Untitled taste portrait
In development and unnamedA taste portrait built from your own ratings and your own words, not a watch log and not a collaborative-filtering black box. Movies, TV, games, and books in one place.
- 587+
- tests
- 4
- media types
- 5
- taste axes
- 280
- char verdict cap
The problem
Logger apps record what you watched and hand you a star rating with no room for why. Collaborative filtering recommends by proxy: people who liked what you liked also liked this. It works, but it explains nothing, and it throws away the specific thing you actually think about a title. I wanted a system that keeps my own language, the exact word I would use for a movie rather than the genre it is filed under, and treats that word as the real signal driving everything downstream.
Architecture
Data model
Everything lives in Postgres on Neon, reached through a single API-first boundary: no database write happens anywhere else in the app. A rating is stored as a 0-20 smallint, halved for display to a ten-point half-star scale. Each entry can carry a free-text flavor tag, a texture word like "devastated me" instead of a genre, lowercased and slugified for dedupe but never checked against a fixed list, plus a verdict capped at exactly 280 characters. The fingerprint weights each tag by log(1 + count) times a rating-scaled factor, so a tag used four times at a 7 can outrank a tag used once at a 10. It renders on the home page as an SVG word cloud, weight mapped straight to font size and opacity.

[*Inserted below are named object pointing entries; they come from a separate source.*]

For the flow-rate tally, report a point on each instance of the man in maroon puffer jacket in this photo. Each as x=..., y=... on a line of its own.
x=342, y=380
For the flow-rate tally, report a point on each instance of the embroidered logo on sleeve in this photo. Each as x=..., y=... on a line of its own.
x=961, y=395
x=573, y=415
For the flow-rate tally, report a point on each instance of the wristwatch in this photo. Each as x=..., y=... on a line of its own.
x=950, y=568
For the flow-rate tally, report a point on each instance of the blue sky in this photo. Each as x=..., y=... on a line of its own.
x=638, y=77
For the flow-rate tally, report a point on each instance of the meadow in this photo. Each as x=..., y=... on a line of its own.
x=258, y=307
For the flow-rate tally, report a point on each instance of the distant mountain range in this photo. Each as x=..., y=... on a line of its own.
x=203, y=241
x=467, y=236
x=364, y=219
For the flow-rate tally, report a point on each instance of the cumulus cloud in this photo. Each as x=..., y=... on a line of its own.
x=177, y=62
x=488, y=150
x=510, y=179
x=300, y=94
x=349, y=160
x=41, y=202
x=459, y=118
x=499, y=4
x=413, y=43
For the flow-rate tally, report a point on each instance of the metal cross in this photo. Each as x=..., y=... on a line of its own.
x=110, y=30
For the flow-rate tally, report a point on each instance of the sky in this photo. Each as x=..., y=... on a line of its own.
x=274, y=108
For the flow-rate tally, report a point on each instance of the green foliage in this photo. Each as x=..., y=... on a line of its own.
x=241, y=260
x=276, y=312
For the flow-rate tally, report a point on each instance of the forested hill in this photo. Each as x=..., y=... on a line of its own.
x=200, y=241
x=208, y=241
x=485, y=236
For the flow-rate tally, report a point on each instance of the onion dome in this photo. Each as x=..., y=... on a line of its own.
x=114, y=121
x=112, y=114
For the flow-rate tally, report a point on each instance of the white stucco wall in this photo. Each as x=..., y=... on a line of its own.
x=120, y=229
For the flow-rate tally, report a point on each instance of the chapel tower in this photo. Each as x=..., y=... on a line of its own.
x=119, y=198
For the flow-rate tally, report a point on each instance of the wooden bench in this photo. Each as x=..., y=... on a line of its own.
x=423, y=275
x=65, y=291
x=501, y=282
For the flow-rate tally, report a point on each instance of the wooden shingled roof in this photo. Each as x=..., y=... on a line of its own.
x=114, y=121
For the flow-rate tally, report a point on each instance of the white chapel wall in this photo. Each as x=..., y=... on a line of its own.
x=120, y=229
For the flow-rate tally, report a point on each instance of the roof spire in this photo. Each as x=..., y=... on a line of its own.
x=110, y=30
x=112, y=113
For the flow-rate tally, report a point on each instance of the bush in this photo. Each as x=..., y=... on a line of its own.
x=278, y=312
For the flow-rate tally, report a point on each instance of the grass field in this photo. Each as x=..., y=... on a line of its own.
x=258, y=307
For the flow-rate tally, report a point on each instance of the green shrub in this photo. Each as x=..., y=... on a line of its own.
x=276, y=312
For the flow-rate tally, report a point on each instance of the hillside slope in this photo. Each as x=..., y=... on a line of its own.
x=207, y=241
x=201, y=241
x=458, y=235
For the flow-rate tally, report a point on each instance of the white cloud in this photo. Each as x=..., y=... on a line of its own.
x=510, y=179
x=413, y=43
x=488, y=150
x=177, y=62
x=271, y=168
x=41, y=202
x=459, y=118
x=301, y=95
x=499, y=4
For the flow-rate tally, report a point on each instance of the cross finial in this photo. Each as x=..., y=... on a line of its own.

No axis, no legend, no chart library.
Recommendations, two stages
Stage one is pure scoring, no model: top genres and flavor tags map to TMDB and IGDB keyword IDs through a hand-curated table with a fuzzy fallback, then it queries TMDB, IGDB, and Open Library in parallel and ranks the results by genre and keyword overlap. Stage two hands that candidate list to an LLM along with my own verdicts, and asks it to pick from the candidates and ground its reasoning in my specific words. It cannot invent a title outside the pool; a hallucination guard drops any pick that does not match a real stage-one candidate. That curation runs on Gemini Flash, moved off Claude to cut cost. Claude's job is narrower and deliberate: the deep portrait, the one extended-thinking surface, reading the whole collection and writing pattern-level insight cards instead of picking titles.
Beyond recommendations
The same collection feeds a much wider surface than recommendations, all of it reading off the same entries and tags, one data model underneath:
- A three-lens portrait page: five bipolar taste axes anchored to published media-psychology instruments, an adaptive stats lens computed from your own distribution rather than a global cutoff, and a prose lens
- A four-tab atlas of the tag landscape, from terrain contours to a pan-and-zoom constellation
- Mixtapes, ordered two-sided playlists of your own titles that freeze forever when you burn them
- Eras, immutable taste snapshots auto-generated at the solstices by a cron job
- A year letter, a long essay grounded only in your own vocabulary and your fingerprint's drift, structurally barred from citing titles so it has no hallucination surface
- Two-user mirror pairs, public verdict pages with structured data, and Goodreads/StoryGraph import
Privacy, the opposite of CivicRadar
It is deliberately the structural opposite of CivicRadar on privacy. CivicRadar stays localStorage-only because its users' risk is ending up on a list; this one is server-side with accounts because taste is meant to be shared: public verdict pages, comparisons, mixtape links. The privacy architecture follows from who is at risk and what the product is for, not a single dogma applied everywhere.
The deliberate choice
The choice I would defend is using your own words instead of other people's behavior. Collaborative filtering needs a lot of users behaving similarly to say anything useful, and even then it can only tell you what correlates, not what matters to you about a title. This system asks for one texture word and one 280-character verdict per rating instead, and both become load-bearing: the tag drives the fingerprint's weighting, the verdict gets fed back to the curation model as grounding text it has to quote from. It is a smaller signal than a million other users' watch histories, but it is mine, kept legible instead of averaged away.
Stack
- Next.js 16 (App Router), React 19, TypeScript (strict)
- Tailwind, custom cream/ink/ember palette, Fraunces as the editorial display face
- PostgreSQL on Neon via Drizzle ORM, API-first (all persistence through /api/v1)
- TanStack Query for client state
- Auth.js: Google OAuth and magic-link email
- Gemini Flash (recommendation curation, essays), Claude Sonnet (deep portrait, the one extended-thinking surface)
- TMDB, IGDB, Open Library
- Vercel (target host), Sentry, Vercel Analytics
Status & links
Fully built and tested locally, never deployed. The deployment runbook is written; what remains is one credentialed session and a smoke test.